Thursday, November 30, 2023

Loner

 


9:29pm — the night bloomed alive, sizzling with the soft blue aura of an intense cyberpunk vibe. I could feel the darkness cackling with delight and knew what has to be done.

I had to stock up on the goods, and soon – not tomorrow, not later – right then and there. I had to do something– to drown my need for sobriety was the only accurate answer.

But impatience got out of hand. A creature of some sorts had infiltrated my backyard, making my loyal canine companion lose it. He didn’t enjoy the thought of some other four-legged beast muscled up to his turf, so of course, I convinced him to remain inside and suggested a good night’s sleep.

The burden of silence had surrounded my soul once again. Sometimes I felt the need to break out of this lonesome lifestyle of mine but then I remembered; loneliness is what was keeping me sane. The silence of my torment slithers up and down my spine, a powerful jolt of peace whispering in my ears. I write about it, or I rant and cover those stories up in meaningless jibber jabber into the recorder.  What’s the point? Who would care?

But then I remember, life is precious. Keeping it crisp and clear is the goal. The silver lining of a clear night sky, the thundering sound of my dog’s bark, and the occasional bright flicker of the electronic voice recorder I use like a captain’s log in a strange cosmic universe.  

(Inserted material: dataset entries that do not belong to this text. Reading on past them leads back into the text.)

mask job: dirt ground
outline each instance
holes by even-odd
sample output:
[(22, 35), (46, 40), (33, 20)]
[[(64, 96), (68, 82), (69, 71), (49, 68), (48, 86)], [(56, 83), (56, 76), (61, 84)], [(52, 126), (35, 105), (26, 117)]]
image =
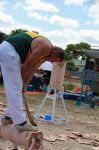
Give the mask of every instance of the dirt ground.
[[(26, 95), (31, 114), (36, 113), (44, 96)], [(5, 95), (0, 94), (0, 103), (6, 105)], [(99, 107), (94, 109), (78, 108), (76, 101), (65, 100), (69, 123), (48, 123), (44, 120), (37, 120), (40, 131), (43, 132), (44, 150), (99, 150)], [(52, 100), (48, 100), (41, 116), (51, 112)], [(0, 105), (0, 114), (3, 114), (5, 107)], [(56, 104), (56, 117), (62, 116), (61, 102)], [(12, 144), (0, 139), (0, 150), (11, 150)], [(19, 147), (19, 150), (24, 148)]]

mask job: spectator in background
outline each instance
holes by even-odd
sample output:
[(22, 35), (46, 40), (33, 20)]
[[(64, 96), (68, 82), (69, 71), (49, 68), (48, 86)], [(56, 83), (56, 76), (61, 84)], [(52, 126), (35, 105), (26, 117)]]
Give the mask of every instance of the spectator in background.
[(34, 86), (34, 91), (42, 91), (42, 77), (43, 77), (43, 72), (41, 70), (37, 70), (34, 73), (33, 83), (32, 83), (32, 85)]
[(48, 85), (50, 83), (50, 77), (51, 77), (51, 71), (45, 71), (43, 74), (43, 91), (47, 92), (48, 90)]

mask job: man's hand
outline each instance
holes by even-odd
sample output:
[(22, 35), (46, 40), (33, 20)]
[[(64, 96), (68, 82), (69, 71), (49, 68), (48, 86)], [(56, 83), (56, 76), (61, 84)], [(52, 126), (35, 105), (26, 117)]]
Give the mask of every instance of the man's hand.
[(32, 55), (37, 58), (37, 61), (34, 63), (33, 57), (26, 61), (21, 68), (21, 74), (23, 79), (23, 91), (26, 89), (29, 81), (32, 79), (33, 74), (37, 71), (42, 63), (46, 61), (45, 59), (39, 58), (36, 55)]

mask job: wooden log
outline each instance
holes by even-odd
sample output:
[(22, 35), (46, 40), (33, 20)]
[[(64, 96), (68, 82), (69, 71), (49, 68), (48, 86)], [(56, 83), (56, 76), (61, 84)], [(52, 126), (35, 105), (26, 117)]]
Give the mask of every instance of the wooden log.
[(63, 88), (66, 62), (53, 63), (49, 87), (61, 90)]
[(31, 148), (31, 150), (38, 150), (42, 144), (43, 134), (42, 132), (29, 132), (18, 131), (13, 125), (0, 125), (0, 138), (23, 146), (25, 148)]

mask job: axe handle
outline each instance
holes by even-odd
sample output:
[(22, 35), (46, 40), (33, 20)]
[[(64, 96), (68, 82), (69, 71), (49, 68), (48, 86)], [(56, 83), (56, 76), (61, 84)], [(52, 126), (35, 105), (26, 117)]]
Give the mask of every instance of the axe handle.
[[(45, 57), (45, 58), (46, 58), (46, 57)], [(35, 64), (35, 66), (33, 67), (32, 73), (30, 72), (30, 74), (26, 77), (26, 79), (28, 78), (28, 82), (29, 82), (30, 79), (32, 78), (33, 73), (37, 70), (37, 68), (45, 61), (45, 58), (42, 58), (41, 60), (38, 61), (37, 64)], [(24, 83), (24, 82), (25, 82), (25, 81), (23, 80), (23, 83)], [(26, 85), (25, 85), (24, 89), (26, 88), (28, 82), (26, 82)], [(31, 114), (30, 114), (29, 107), (28, 107), (28, 104), (27, 104), (26, 97), (25, 97), (24, 93), (23, 93), (22, 96), (23, 96), (23, 102), (24, 102), (24, 106), (25, 106), (25, 109), (26, 109), (26, 112), (27, 112), (27, 116), (28, 116), (28, 118), (29, 118), (29, 121), (30, 121), (30, 123), (31, 123), (33, 126), (37, 126), (37, 124), (35, 123), (35, 121), (33, 120), (32, 116), (31, 116)]]
[(35, 121), (33, 120), (32, 116), (31, 116), (31, 113), (29, 111), (29, 107), (28, 107), (28, 104), (27, 104), (27, 101), (26, 101), (26, 97), (25, 97), (24, 94), (23, 94), (23, 102), (24, 102), (24, 106), (25, 106), (25, 109), (26, 109), (26, 112), (27, 112), (27, 116), (29, 118), (30, 123), (33, 126), (37, 126), (37, 124), (35, 123)]

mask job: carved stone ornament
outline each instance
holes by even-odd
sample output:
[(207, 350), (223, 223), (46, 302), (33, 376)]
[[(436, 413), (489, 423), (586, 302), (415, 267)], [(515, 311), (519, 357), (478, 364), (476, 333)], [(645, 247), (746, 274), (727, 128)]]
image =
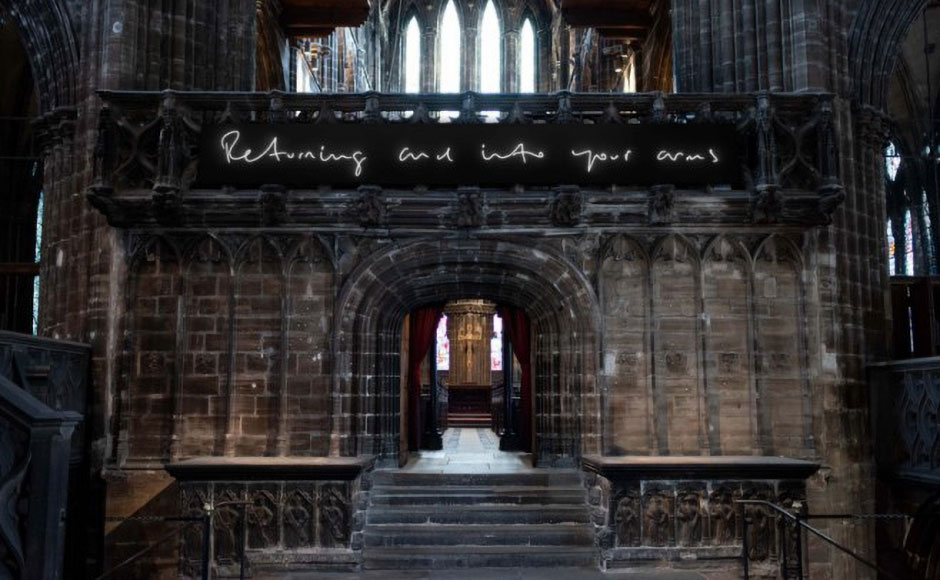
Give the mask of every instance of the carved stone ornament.
[(386, 219), (386, 204), (382, 199), (382, 188), (363, 186), (359, 188), (359, 199), (353, 207), (353, 213), (364, 228), (382, 226)]
[(478, 190), (459, 192), (454, 218), (458, 228), (478, 228), (483, 225), (483, 200)]
[(712, 541), (718, 546), (733, 544), (738, 537), (737, 512), (730, 489), (720, 487), (709, 498), (709, 518)]
[(574, 226), (581, 221), (583, 200), (577, 188), (564, 188), (556, 190), (549, 217), (556, 226)]
[(675, 220), (676, 195), (673, 185), (654, 185), (650, 188), (649, 220), (665, 224)]
[(640, 545), (640, 498), (628, 491), (617, 502), (615, 514), (618, 546)]
[(668, 490), (644, 494), (643, 540), (649, 546), (668, 546), (672, 542), (672, 498)]
[(777, 223), (783, 215), (783, 197), (774, 184), (758, 185), (751, 203), (751, 219), (756, 223)]
[(617, 234), (610, 238), (604, 245), (601, 260), (611, 258), (616, 262), (633, 262), (641, 259), (638, 253), (637, 245), (623, 234)]
[(826, 224), (832, 223), (832, 213), (845, 201), (845, 188), (838, 183), (823, 184), (819, 191), (819, 213)]
[(697, 546), (702, 543), (704, 519), (701, 493), (694, 490), (681, 491), (676, 504), (679, 545)]

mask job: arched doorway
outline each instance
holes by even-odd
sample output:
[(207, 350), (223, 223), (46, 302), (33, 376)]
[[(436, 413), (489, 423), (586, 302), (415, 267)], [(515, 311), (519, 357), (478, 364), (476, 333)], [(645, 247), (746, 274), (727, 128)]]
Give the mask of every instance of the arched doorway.
[(507, 239), (390, 244), (348, 277), (337, 300), (331, 453), (401, 451), (401, 329), (408, 312), (461, 298), (531, 320), (534, 440), (540, 465), (600, 451), (597, 299), (564, 256)]
[(530, 464), (531, 329), (524, 310), (475, 298), (406, 316), (399, 463), (419, 451), (424, 465), (502, 462), (503, 452), (526, 455), (509, 464)]

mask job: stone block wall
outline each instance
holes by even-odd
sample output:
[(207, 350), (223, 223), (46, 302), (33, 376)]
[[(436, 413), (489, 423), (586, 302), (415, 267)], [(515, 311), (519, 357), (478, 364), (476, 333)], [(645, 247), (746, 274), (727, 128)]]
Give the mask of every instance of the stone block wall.
[(120, 460), (326, 454), (334, 289), (320, 242), (134, 240)]
[(611, 237), (601, 253), (612, 454), (812, 457), (800, 240)]

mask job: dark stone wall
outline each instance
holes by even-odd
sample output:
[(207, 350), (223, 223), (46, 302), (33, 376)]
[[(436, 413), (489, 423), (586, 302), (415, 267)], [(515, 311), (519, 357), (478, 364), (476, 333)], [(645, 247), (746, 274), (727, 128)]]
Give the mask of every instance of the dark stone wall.
[[(886, 320), (879, 95), (922, 2), (900, 4), (672, 3), (678, 90), (835, 93), (847, 197), (832, 225), (653, 222), (507, 241), (472, 227), (193, 227), (166, 239), (111, 228), (83, 196), (95, 90), (252, 89), (255, 3), (0, 3), (42, 71), (41, 331), (93, 345), (89, 428), (113, 483), (107, 514), (146, 508), (172, 457), (394, 456), (404, 313), (476, 296), (532, 315), (547, 463), (587, 451), (815, 457), (814, 510), (873, 508), (864, 369), (883, 356)], [(567, 62), (566, 36), (540, 22), (543, 69), (548, 55)], [(539, 86), (567, 87), (562, 69), (552, 83), (540, 71)]]

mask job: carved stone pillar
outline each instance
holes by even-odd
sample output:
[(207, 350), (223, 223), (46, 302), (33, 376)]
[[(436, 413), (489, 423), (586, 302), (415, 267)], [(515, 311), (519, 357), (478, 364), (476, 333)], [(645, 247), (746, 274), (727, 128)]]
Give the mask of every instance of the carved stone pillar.
[(503, 34), (503, 90), (518, 93), (522, 84), (519, 78), (519, 30), (507, 30)]
[[(474, 24), (476, 20), (473, 21)], [(480, 30), (476, 26), (464, 26), (461, 39), (460, 89), (480, 90)]]
[[(428, 26), (424, 29), (424, 39), (421, 44), (421, 92), (433, 93), (437, 91), (437, 81), (440, 78), (440, 59), (437, 51), (437, 28)], [(404, 67), (404, 63), (402, 63)]]

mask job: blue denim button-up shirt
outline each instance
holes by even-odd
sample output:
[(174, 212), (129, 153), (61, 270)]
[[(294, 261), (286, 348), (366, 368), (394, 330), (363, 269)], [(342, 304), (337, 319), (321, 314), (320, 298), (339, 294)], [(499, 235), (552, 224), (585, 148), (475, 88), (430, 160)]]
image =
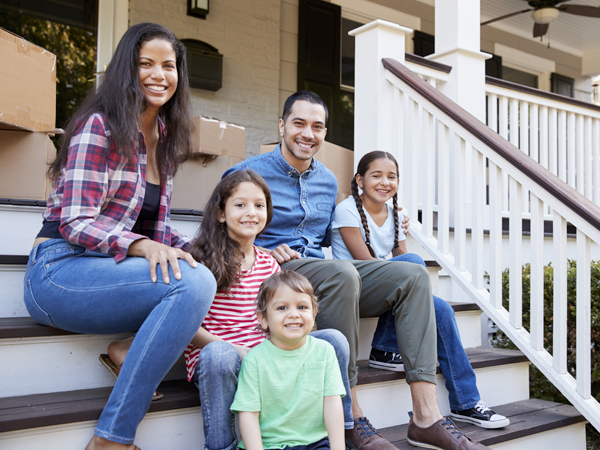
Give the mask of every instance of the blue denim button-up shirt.
[(273, 249), (287, 244), (303, 258), (324, 258), (337, 197), (335, 175), (313, 158), (303, 173), (281, 154), (281, 144), (270, 153), (253, 156), (227, 170), (252, 169), (262, 176), (273, 198), (273, 220), (255, 245)]

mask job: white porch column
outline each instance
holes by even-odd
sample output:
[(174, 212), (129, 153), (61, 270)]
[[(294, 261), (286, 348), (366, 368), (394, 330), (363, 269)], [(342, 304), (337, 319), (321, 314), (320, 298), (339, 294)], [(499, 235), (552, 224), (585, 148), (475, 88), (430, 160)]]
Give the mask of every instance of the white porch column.
[(480, 0), (435, 1), (435, 53), (427, 57), (452, 66), (440, 86), (454, 100), (485, 122), (485, 60), (480, 48)]
[(404, 41), (410, 28), (375, 20), (352, 30), (356, 38), (354, 75), (354, 167), (373, 150), (392, 152), (392, 85), (385, 79), (382, 58), (404, 62)]

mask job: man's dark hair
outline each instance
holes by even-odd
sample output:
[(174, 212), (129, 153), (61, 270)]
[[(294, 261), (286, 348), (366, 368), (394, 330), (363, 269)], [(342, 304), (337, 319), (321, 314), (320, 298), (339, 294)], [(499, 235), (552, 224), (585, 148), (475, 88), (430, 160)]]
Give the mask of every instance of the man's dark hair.
[(329, 119), (329, 109), (327, 109), (327, 105), (323, 99), (313, 91), (298, 91), (287, 98), (285, 104), (283, 105), (283, 113), (281, 114), (281, 120), (283, 120), (284, 123), (292, 113), (292, 106), (294, 106), (294, 103), (300, 100), (304, 100), (315, 105), (321, 105), (325, 110), (325, 124), (327, 124), (327, 119)]

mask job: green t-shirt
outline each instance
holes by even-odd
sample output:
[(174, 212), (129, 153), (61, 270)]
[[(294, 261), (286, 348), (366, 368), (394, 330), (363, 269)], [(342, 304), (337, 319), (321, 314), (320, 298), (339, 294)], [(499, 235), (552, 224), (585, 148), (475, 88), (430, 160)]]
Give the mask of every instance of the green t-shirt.
[(286, 351), (265, 340), (242, 361), (231, 410), (260, 412), (263, 447), (282, 449), (327, 437), (323, 397), (345, 393), (328, 342), (307, 336), (302, 347)]

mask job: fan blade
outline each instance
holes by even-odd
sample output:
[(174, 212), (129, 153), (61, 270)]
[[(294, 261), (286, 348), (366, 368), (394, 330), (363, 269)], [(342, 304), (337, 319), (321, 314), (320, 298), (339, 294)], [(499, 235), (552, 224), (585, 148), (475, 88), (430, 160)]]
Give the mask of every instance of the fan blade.
[(563, 5), (559, 6), (558, 9), (568, 14), (575, 14), (577, 16), (600, 18), (600, 8), (596, 6)]
[(533, 11), (533, 9), (524, 9), (523, 11), (517, 11), (517, 12), (514, 12), (514, 13), (506, 14), (505, 16), (496, 17), (495, 19), (488, 20), (487, 22), (483, 22), (481, 24), (481, 26), (487, 25), (487, 24), (492, 23), (492, 22), (497, 22), (497, 21), (502, 20), (502, 19), (508, 19), (509, 17), (516, 16), (517, 14), (523, 14), (523, 13), (525, 13), (527, 11)]
[(533, 25), (533, 37), (541, 37), (548, 32), (548, 23), (536, 23)]

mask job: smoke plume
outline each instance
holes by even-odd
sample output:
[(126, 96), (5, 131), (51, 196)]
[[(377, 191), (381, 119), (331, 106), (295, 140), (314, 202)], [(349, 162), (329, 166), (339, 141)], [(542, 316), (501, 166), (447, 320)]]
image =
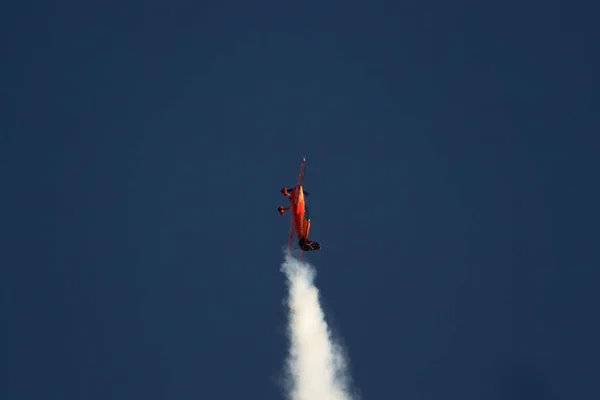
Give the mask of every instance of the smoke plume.
[(344, 353), (331, 337), (314, 286), (315, 270), (286, 255), (281, 271), (289, 288), (288, 399), (352, 399)]

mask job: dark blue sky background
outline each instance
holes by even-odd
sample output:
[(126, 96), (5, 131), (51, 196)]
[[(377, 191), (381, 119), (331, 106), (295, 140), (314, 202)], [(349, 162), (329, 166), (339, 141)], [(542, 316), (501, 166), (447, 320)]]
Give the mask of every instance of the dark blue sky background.
[(363, 399), (598, 398), (598, 8), (6, 2), (0, 398), (282, 398), (302, 156)]

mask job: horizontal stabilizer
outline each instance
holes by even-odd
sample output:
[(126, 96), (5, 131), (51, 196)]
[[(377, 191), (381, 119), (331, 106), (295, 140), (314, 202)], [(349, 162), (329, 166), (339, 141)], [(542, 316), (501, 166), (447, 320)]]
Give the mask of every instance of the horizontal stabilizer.
[(312, 240), (308, 240), (305, 237), (301, 237), (298, 241), (298, 246), (302, 251), (312, 251), (312, 250), (321, 250), (321, 245), (319, 242), (314, 242)]

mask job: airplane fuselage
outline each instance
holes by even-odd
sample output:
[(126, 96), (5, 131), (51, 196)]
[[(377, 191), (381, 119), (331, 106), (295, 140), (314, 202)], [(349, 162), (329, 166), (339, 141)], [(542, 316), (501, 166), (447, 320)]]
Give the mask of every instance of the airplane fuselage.
[(306, 204), (304, 201), (304, 189), (302, 186), (297, 186), (292, 190), (292, 206), (290, 211), (292, 212), (292, 218), (294, 219), (294, 228), (296, 229), (296, 236), (298, 239), (304, 237), (308, 239), (308, 232), (310, 230), (310, 220), (306, 219)]

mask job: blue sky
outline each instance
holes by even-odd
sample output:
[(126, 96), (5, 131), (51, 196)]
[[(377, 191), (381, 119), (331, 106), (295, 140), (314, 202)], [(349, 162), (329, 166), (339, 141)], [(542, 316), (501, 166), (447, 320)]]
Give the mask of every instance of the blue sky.
[(364, 399), (600, 392), (592, 2), (0, 9), (3, 399), (282, 398), (283, 186)]

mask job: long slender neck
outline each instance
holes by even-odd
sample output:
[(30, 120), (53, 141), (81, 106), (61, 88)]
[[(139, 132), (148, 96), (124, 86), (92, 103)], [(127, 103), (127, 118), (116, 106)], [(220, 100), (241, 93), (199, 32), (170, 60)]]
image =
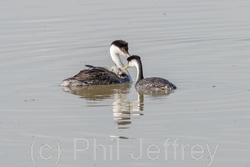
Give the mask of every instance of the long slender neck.
[[(120, 54), (117, 52), (117, 50), (118, 50), (118, 48), (116, 46), (111, 45), (110, 46), (110, 56), (111, 56), (111, 59), (113, 60), (114, 64), (118, 68), (122, 69), (124, 67), (124, 65), (123, 65), (123, 63), (121, 61), (121, 58), (119, 56)], [(131, 78), (128, 70), (125, 70), (124, 72), (127, 74), (129, 80), (132, 81), (132, 78)]]
[(120, 59), (119, 53), (117, 52), (118, 48), (116, 46), (110, 46), (110, 56), (111, 59), (113, 60), (114, 64), (118, 68), (122, 68), (124, 65)]
[(135, 66), (136, 66), (136, 70), (137, 70), (137, 76), (136, 76), (136, 83), (137, 83), (141, 79), (144, 79), (144, 77), (143, 77), (143, 69), (142, 69), (142, 62), (140, 60), (136, 60)]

Sometimes I post my recordings on the web as part of a legitimate communication, other times I dump it into the depths of the cyber dimension, a trash heap podcast I call slime skull of snot. That’s what makes me feel alive. That’s what makes me care enough to never give anything up. That’s more than enough.

Alcohol. That’s all I need to make things right. A bottle or two should satisfy my thirst. I go off duty tomorrow, happily trading independence for retoxication.

Live fast, live alone, and stay alive. Yeah, that’s my mantra and I’m sticking to it.